Every Dollar Protecting Non-Critical Systems Is a Dollar You Won't Have When It Actually Matters
How to map what's mission-critical versus what's just inconvenient when resources are finite
Running a 911 center teaches you that you can’t backup everything.
Resources are finite. Budget is finite. Attention is finite. You make choices about what gets protected and what doesn’t.
The challenge is knowing which failures would actually stop operations versus which would just be inconvenient.
We need redundant radio systems. If those fail, we can’t communicate with first responders. That’s mission-critical. We need backup power for dispatch consoles.
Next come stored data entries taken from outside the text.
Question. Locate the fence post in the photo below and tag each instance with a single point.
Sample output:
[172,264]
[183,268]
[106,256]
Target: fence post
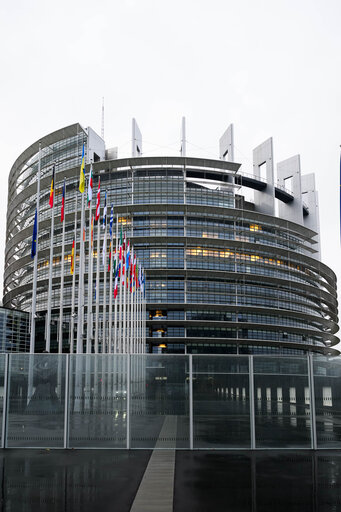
[312,401]
[5,404]
[128,401]
[66,401]
[190,402]
[252,404]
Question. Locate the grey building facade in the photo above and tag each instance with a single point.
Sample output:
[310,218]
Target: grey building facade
[224,274]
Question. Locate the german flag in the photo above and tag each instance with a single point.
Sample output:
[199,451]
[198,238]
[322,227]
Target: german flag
[73,257]
[52,188]
[62,212]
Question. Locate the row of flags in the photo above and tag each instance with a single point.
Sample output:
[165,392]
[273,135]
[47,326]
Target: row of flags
[124,268]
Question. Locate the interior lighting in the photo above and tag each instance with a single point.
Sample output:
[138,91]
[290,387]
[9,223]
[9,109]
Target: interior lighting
[255,227]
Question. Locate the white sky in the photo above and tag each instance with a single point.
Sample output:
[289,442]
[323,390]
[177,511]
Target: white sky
[271,67]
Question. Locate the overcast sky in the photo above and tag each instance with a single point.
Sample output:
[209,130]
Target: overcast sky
[270,67]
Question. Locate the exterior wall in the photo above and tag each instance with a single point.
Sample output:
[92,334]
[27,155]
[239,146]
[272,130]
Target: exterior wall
[14,331]
[219,278]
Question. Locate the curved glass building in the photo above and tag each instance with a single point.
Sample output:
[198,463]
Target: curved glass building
[225,273]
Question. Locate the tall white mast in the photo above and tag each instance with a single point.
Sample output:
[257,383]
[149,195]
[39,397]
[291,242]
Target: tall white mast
[73,314]
[49,297]
[60,335]
[35,264]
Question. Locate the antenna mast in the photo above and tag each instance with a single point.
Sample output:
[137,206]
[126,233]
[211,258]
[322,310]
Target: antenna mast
[102,126]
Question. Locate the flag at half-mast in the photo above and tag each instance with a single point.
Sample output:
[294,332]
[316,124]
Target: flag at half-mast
[92,231]
[52,188]
[34,236]
[116,274]
[105,211]
[63,205]
[72,269]
[111,220]
[90,186]
[98,200]
[82,172]
[109,256]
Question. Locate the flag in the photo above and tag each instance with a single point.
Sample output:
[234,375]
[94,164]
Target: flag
[143,289]
[52,188]
[63,205]
[82,172]
[121,244]
[98,200]
[128,256]
[72,269]
[109,256]
[92,231]
[104,250]
[90,185]
[111,220]
[115,262]
[116,278]
[134,272]
[34,236]
[105,211]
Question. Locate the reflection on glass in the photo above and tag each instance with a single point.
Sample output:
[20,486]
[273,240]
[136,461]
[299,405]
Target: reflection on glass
[98,401]
[221,420]
[159,401]
[281,408]
[327,374]
[36,400]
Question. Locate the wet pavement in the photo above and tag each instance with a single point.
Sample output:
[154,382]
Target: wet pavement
[238,481]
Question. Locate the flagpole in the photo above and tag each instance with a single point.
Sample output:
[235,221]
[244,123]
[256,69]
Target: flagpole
[134,307]
[116,284]
[144,316]
[35,263]
[104,348]
[73,314]
[49,296]
[124,325]
[81,284]
[131,289]
[120,315]
[97,281]
[60,337]
[110,286]
[89,326]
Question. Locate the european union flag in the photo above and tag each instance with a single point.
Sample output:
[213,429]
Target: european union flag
[34,237]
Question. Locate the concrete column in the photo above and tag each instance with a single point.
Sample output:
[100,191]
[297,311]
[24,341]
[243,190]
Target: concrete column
[265,199]
[290,169]
[311,221]
[136,140]
[226,145]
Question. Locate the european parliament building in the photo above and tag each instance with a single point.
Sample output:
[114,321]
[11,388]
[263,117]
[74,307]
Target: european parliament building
[226,274]
[241,315]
Without that, we can’t answer calls or dispatch units. Also mission-critical.
Do we need backup printers at the backup site? Backup desk phones in every office? Redundant break room appliances?
Not really. Those failures create workarounds. They’re manageable. Annoying, but not operational stoppers.
Every dollar spent fortifying something that isn’t actually critical is a dollar not available for the systems that keep you running during a crisis.
We’ve gotten better at mapping the critical path. What must work for us to receive emergency calls, dispatch appropriate units, and coordinate multi-agency response? Those systems get redundancy.
Everything else gets documented workarounds and acceptance that some inconvenience is tolerable.
It’s not perfect. We still discover dependencies we didn’t fully appreciate. A database we thought was supplementary turns out to be more important than expected. A reporting tool that seemed optional becomes critical during certain incident types.
But strategic fortification at the actual critical points beats trying to duplicate everything and protecting nothing adequately.